げきしょうかんえん
劇症肝炎
症状と特徴
劇症肝炎は急性肝不全のうち、急速に肝機能が低下して肝性脳症を伴う重篤な状態です。初期には、強い倦怠感、食欲不振、悪心、黄疸、褐色尿などがみられます。進行すると、羽ばたき振戦、性格変化、見当識障害、異常行動、傾眠、昏睡が現れます。出血傾向、低血糖、腎障害、脳浮腫、感染症、多臓器不全を伴うことがあります。AST・ALTは著しく高値となることがありますが、肝細胞が広範に壊死した段階では値が低下していても重症であり得るため、プロトロンビン時間・INR、ビリルビン、意識状態などを総合して判断します。
原因
B型肝炎をはじめとするウイルス性肝炎、薬剤性肝障害、自己免疫性肝炎が主な原因です。

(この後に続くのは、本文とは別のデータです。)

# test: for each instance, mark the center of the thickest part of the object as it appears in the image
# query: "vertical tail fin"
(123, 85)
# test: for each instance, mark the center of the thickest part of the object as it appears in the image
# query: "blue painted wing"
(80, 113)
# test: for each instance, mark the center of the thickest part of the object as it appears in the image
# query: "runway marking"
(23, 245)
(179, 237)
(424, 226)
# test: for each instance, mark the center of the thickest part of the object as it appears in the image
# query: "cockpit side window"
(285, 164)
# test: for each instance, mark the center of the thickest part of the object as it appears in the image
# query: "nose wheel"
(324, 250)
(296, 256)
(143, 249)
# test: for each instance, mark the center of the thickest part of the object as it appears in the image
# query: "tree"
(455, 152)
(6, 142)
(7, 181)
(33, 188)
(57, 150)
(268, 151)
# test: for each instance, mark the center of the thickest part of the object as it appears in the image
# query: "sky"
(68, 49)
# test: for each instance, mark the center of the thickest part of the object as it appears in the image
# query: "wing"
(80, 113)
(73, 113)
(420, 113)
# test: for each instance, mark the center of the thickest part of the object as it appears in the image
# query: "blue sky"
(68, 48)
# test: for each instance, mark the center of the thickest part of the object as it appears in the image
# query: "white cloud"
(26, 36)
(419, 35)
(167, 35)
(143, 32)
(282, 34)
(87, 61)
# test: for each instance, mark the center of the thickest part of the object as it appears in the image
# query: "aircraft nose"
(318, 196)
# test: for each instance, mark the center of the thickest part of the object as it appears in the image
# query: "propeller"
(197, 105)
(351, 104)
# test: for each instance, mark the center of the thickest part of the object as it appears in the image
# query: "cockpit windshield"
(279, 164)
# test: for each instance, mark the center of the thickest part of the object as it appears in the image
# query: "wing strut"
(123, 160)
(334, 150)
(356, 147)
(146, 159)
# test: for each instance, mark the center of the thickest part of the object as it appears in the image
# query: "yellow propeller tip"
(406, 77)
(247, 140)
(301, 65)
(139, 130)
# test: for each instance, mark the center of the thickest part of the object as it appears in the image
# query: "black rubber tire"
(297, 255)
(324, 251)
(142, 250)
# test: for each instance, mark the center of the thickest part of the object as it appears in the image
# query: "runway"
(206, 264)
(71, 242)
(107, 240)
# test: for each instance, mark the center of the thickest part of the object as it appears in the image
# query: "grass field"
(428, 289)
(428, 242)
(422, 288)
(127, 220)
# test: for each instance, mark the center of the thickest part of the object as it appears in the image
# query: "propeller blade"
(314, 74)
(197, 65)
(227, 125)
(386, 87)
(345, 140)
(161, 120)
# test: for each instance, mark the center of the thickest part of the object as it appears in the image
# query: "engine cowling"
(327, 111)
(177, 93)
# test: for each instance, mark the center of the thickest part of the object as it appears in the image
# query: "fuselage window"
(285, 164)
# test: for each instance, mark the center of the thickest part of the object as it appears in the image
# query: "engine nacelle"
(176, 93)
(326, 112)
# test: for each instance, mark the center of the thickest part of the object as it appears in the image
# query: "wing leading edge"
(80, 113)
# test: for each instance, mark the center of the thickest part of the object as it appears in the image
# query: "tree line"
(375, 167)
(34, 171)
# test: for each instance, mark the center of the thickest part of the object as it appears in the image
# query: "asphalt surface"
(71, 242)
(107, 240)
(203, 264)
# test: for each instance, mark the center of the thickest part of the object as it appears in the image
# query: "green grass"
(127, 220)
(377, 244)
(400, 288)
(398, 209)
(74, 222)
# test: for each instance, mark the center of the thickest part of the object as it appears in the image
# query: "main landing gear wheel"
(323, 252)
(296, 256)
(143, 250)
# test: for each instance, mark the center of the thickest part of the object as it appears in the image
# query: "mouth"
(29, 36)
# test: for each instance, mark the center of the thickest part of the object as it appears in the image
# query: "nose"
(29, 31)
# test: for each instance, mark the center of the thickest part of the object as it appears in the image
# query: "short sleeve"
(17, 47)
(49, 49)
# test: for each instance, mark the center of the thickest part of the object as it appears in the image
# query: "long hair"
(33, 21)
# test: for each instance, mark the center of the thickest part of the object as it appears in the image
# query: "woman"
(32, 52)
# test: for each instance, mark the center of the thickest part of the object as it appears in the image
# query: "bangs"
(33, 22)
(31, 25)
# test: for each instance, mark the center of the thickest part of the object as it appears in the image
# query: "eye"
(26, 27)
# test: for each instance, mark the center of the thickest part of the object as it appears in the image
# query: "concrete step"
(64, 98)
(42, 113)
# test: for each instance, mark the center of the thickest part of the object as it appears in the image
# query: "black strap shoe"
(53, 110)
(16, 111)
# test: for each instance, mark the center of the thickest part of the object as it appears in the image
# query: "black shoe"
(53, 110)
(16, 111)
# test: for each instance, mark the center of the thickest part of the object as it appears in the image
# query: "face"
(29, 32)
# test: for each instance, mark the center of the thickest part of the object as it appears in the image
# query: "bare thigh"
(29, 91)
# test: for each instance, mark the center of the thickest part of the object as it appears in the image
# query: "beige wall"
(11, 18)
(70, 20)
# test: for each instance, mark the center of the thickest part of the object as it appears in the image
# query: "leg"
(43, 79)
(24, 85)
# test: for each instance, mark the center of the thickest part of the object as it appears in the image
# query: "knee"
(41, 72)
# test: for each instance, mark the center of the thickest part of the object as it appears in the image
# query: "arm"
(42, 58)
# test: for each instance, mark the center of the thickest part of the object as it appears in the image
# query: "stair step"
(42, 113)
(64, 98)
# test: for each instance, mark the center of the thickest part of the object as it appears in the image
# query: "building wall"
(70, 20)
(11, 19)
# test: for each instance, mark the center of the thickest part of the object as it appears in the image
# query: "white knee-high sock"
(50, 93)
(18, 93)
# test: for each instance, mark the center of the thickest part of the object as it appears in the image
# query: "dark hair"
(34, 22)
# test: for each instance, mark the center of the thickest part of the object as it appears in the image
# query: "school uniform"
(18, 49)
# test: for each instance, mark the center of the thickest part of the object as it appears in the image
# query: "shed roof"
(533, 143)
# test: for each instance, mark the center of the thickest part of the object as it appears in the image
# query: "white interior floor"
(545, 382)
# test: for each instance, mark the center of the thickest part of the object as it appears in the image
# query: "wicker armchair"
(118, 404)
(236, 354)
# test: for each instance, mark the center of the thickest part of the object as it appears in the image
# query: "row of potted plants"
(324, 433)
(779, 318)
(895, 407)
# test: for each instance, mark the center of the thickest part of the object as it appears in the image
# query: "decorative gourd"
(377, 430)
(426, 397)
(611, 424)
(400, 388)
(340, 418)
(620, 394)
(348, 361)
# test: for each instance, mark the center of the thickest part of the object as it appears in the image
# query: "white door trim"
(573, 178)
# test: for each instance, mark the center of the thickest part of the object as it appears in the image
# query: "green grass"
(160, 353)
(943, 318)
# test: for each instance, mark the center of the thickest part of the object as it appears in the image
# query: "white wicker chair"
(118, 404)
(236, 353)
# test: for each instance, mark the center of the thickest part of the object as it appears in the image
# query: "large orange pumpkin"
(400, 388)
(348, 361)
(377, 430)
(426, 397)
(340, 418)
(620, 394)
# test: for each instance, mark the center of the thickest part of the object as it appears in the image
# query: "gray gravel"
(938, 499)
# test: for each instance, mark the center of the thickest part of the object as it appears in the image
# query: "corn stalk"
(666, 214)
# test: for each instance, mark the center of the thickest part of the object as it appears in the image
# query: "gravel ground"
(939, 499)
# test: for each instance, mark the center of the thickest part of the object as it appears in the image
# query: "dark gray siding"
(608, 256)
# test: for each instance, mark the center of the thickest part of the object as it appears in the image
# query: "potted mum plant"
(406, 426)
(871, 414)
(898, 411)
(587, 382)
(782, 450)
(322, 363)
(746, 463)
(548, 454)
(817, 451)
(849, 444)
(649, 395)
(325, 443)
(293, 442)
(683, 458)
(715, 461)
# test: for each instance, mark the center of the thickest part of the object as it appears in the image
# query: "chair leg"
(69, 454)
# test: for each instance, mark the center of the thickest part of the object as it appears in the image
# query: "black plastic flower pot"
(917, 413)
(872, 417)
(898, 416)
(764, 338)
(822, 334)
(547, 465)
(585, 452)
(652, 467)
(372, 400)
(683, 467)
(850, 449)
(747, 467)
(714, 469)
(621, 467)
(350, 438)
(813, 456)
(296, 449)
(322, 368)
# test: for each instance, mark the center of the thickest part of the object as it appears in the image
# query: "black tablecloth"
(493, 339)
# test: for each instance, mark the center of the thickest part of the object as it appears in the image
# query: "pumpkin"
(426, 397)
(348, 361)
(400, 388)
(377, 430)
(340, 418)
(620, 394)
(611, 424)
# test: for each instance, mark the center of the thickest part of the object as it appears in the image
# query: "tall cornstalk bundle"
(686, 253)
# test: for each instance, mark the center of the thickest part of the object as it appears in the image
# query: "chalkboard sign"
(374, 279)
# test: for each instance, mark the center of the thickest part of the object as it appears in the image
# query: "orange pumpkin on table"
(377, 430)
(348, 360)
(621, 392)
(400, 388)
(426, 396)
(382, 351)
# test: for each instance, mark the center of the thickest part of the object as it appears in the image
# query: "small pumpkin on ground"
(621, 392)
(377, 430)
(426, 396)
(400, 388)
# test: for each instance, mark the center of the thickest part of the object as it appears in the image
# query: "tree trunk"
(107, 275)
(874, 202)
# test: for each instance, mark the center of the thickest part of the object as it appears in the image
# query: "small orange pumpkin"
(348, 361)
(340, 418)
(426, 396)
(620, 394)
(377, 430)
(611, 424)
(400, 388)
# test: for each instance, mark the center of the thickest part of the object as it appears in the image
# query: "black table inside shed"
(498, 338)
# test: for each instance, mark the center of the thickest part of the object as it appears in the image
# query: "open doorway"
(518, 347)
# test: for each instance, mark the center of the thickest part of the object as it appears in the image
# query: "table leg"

A型・E型肝炎などが原因となることもあります。アセトアミノフェンの過量摂取は急性肝不全の重要な原因であり、原因を特定できない例もあります。
治療
集中治療が必要です。原因に応じて、B型肝炎に対する核酸アナログ、自己免疫性肝炎に対する副腎皮質ステロイドなどを用います。アセトアミノフェン過量摂取では、可能な限り早期にN-アセチルシステインを投与します。血漿交換や持続的血液濾過透析などの人工肝補助療法、脳浮腫・感染症・出血・腎不全への対応を行い、回復が見込めない場合には緊急肝移植を検討します。